Le Centre français du culte musulman (CFCM) est une instance associative créée en 2003 sous l'égide du ministère de l'Intérieur, instance qui représente le culte musulman de France, le régit dans ses différents aspects et constitue l'interlocuteur collectif des pouvoirs publics. En dépit de ses limites, cette organisation est très importante depuis quelques années. De facto, un partage à l'amiable de la présidence du CFCM s'est opéré, à tour de rôle, entre ce qu'il convient d'appeler les représentants de l'islam algérien et de l'islam marocain de France, les deux États n'étant jamais très éloignés des scrutins et des mosquées.

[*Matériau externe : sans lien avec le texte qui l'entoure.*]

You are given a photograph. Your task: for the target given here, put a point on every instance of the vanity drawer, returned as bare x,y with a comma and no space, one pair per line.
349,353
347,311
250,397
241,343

Cela a provoqué le courroux de plusieurs composantes du CFCM, notamment les Frères musulmans de l'UOIF, qui ont parfois boycotté les élections de l'instance. Dans le cadre de la présidence tournante du CFCM, l'arrivée à la présidence le 1er juillet 2017 d'Ahmet Ogras, un représentant de l'islam turc minoritaire, permet aux Frères musulmans de revenir par la grande porte de manière tout à fait inattendue.


Une hostilité croissante

Depuis que l'Égypte a emprisonné en 2013 la direction mondiale des Frères, de nombreux événements illustrent l'agressivité de cette organisation passée sous tutelle turco-qatarienne. Cela suscite une hostilité croissante des États arabes, comme l'atteste le récent embargo imposé au Qatar. C'est pourquoi les Frères intensifient leur contrôle sur la Turquie, ce que démontrent les suites du coup d'État de 2016. Et ils se redéploient vers l'Europe, ce qu'illustre l'activisme d'Erdogan et de son parti (AKP) auprès des musulmans de France.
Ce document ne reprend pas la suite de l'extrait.